Cracking the riddle of cancer anorexia

During tumor growth, anorexia and reduced food intake are among the major causes leading to malnutrition and eventually cachexia, which negatively affect patients' outcome. Consistent evidence from our laboratories in rats and humans indicates a key role for ventromedial hypothalamic (VMH) serotonergic system in the development of cancer anorexia. Thus, we postulated that during cancer, increased plasma tryptophan levels (the precursor of serotonin) lead to increased cerebrospinal fluid tryptophan concentrations and increased VMH serotonin synthesis, which then mediates the occurrence of anorexia. However, recent data strongly suggest that factors other than tryptophan supplied to the central nervous system might be involved in the pathogenesis of reduced food intake during tumor growth. Particularly, a significant role appears to be played by interleukin-1 (IL-1). We recently showed that IL-1 infusion in normal rats causes changes in food intake and its determinants, meal number and meal size, similar to those characterizing cancer anorexia, thus supporting the involvement of this cytokine in the development of anorexia. Interestingly, IL-1 and the VMH serotonergic system appear to be closely linked: peripherally infused IL-1 increases brain tryptophan and serotonin concentrations, while intracerebrally infused IL-1 increases neuronal firing rate and serotonin release.
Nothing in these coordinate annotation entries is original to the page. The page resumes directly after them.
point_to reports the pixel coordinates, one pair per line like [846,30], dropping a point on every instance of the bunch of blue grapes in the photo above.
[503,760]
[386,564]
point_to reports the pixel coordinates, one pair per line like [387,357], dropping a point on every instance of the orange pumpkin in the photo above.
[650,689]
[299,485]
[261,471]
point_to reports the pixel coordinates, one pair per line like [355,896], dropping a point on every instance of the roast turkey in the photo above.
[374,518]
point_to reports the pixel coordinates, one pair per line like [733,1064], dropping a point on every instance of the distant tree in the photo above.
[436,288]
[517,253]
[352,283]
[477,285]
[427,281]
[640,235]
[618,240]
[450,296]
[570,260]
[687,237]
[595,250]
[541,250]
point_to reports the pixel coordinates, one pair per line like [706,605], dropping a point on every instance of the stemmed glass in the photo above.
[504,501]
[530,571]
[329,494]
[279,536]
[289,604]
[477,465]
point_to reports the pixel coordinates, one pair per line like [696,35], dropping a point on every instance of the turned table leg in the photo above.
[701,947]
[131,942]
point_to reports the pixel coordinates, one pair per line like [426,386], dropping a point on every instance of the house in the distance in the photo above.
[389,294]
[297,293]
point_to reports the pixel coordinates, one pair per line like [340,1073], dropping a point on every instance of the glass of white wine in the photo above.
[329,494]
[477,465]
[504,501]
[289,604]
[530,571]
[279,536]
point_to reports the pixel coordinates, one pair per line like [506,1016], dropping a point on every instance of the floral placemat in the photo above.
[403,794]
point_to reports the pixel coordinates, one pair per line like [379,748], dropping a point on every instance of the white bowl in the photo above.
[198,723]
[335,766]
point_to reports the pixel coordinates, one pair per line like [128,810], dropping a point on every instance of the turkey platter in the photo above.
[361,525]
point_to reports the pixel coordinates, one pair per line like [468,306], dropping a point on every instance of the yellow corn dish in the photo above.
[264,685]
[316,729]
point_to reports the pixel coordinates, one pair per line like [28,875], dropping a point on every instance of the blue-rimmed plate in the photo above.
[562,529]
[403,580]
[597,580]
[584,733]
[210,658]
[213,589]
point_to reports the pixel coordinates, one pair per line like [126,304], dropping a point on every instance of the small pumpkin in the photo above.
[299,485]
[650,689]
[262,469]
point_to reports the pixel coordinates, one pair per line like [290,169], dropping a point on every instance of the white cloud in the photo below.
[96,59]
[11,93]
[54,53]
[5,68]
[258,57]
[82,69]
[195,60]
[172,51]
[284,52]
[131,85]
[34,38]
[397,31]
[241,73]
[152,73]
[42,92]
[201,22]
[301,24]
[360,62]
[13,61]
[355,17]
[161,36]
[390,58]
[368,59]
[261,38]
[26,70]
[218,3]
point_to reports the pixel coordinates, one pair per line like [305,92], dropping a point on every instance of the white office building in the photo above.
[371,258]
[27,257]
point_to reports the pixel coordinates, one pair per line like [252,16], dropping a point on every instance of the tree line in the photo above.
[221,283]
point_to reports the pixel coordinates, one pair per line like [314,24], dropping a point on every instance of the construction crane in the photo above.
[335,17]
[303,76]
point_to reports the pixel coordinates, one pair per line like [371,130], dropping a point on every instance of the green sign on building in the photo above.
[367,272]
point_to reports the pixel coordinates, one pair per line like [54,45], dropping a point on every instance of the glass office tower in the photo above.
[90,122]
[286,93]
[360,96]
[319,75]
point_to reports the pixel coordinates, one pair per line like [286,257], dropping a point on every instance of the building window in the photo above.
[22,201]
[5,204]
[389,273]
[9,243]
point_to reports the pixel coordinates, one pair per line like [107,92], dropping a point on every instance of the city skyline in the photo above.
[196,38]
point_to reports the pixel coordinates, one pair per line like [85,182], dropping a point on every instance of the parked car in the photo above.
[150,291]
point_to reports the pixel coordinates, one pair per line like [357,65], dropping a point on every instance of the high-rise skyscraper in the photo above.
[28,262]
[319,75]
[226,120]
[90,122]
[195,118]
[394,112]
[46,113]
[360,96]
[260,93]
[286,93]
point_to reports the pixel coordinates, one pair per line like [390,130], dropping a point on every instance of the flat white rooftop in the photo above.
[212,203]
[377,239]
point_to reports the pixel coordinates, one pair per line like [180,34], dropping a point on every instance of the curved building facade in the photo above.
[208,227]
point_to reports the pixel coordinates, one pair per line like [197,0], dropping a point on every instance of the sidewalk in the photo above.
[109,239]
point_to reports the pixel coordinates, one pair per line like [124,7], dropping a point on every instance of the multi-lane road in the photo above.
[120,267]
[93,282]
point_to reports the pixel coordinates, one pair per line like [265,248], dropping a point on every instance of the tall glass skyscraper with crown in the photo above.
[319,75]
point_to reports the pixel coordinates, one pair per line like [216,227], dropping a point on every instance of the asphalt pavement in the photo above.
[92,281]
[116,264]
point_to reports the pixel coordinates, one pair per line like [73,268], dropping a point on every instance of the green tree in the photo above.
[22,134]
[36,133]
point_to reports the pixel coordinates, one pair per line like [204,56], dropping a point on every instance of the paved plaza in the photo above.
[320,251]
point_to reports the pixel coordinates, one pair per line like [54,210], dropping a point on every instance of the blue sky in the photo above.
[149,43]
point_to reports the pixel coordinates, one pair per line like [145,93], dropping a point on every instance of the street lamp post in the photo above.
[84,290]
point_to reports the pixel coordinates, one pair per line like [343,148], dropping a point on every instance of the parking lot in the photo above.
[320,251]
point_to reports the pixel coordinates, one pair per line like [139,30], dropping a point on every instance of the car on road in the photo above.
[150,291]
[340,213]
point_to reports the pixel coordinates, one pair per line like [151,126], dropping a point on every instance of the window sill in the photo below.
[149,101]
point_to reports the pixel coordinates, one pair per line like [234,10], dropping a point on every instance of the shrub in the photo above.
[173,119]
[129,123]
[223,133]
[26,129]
We therefore hypothesize that during tumor growth, increased production/secretion of IL-1 occurs, which facilitates the tryptophan supply to the brain. IL-1 can then also act on the VHM itself, where IL-1 receptors exist, to increase its neuronal activity and serotonin release. In other words, we believe that centrally acting IL-1 increases hypothalamic neuronal firing rate and serotonin release, while peripherally acting IL-1 is critical in supplying the hypothalamus with the precursor, tryptophan, in order to maintain the high rate of serotonin synthesis. Also, additional factors recently proposed as mediators of anorexia (including neuropeptide Y and nitric oxide) appear to be part of the hypothesized pathogenic mechanism.